Die Demütigung am Arbeitsplatz wird mit Blick auf die Probezeit oder dem latenten Bewusstsein der eigenen Überflüssigkeit erduldet, die zusätzliche Doppelbelastung von Frauen im Haushalt scheint als Naturgesetz gegeben.
Und der Burn-Out durchs Studium, durch die Projektarbeit als freier Mitarbeiter und die zusätzliche Nebenerwerbstätigkeit führt nur selten zum Widerstand, sondern viel eher in die psychischen Beratungsstellen im Campus. Ganz zu schweigen, vom pragmatischen Schund, der einem an der Universität als scharfsinniges Wissen verkauft wird.
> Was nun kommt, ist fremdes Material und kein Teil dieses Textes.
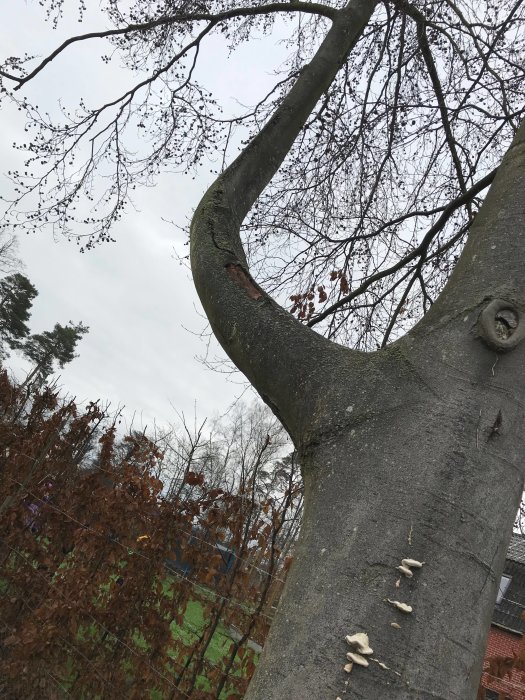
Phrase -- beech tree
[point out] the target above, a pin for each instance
(358, 195)
(16, 298)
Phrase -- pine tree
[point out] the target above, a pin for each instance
(16, 298)
(50, 347)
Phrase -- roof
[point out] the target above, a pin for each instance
(516, 550)
(508, 612)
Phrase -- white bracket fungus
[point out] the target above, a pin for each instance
(360, 643)
(400, 606)
(357, 659)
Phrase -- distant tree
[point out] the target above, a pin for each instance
(50, 347)
(16, 298)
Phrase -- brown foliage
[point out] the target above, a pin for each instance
(99, 571)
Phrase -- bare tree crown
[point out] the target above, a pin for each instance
(359, 229)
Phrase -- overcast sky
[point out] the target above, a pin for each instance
(135, 296)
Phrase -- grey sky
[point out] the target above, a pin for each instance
(137, 299)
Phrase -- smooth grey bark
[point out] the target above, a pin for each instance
(415, 451)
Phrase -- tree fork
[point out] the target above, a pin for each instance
(398, 447)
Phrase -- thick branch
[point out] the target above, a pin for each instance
(261, 338)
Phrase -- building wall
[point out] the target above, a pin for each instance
(504, 644)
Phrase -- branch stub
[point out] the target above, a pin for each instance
(501, 325)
So kommen die konkreten Unrechtserfahrungen, die jeder doch im Alltag erfährt, kaum noch als real veränderbare zu Bewusstsein. Das Öffentliche wird privatisiert und durch Vereinzelung erleben wir die strukturellen Zwänge dieser Gesellschaft als individuelles Unvermögen. Auch bei Linksradikalen, die ja die vermeintliche Naturgegebenheit des Kapitals theoretisch durchschaut haben, bleibt das eigene Leben auf eigentümliche Weise praktisch entpolitisiert, verdinglicht, nicht veränderbar.
Genau hier jedoch müsste eine emanzipatorische Praxis einsetzen: Bei den eigenen Lebensverhältnisses und der Erkenntnis, dass sie mit dem unwürdigen Alltag anderer verknüpft sind. Der Ort der Auseinandersetzung mit den Verhältnissen kann nur dort sein, wo wir ihr konkretes Leid erfahren – und das sind nur bedingt die abgekapselten Szene-Zirkel, in denen Kritik am Kapital heute überwintert.
Ort der Auseinandersetzung können zum Beispiel die anstehenden Kürzungen an sächsischen Hochschulen sein. So reformistisch der Protest dagegen belegt ist, auch dort wird die Logik der Verwertung vollzogen.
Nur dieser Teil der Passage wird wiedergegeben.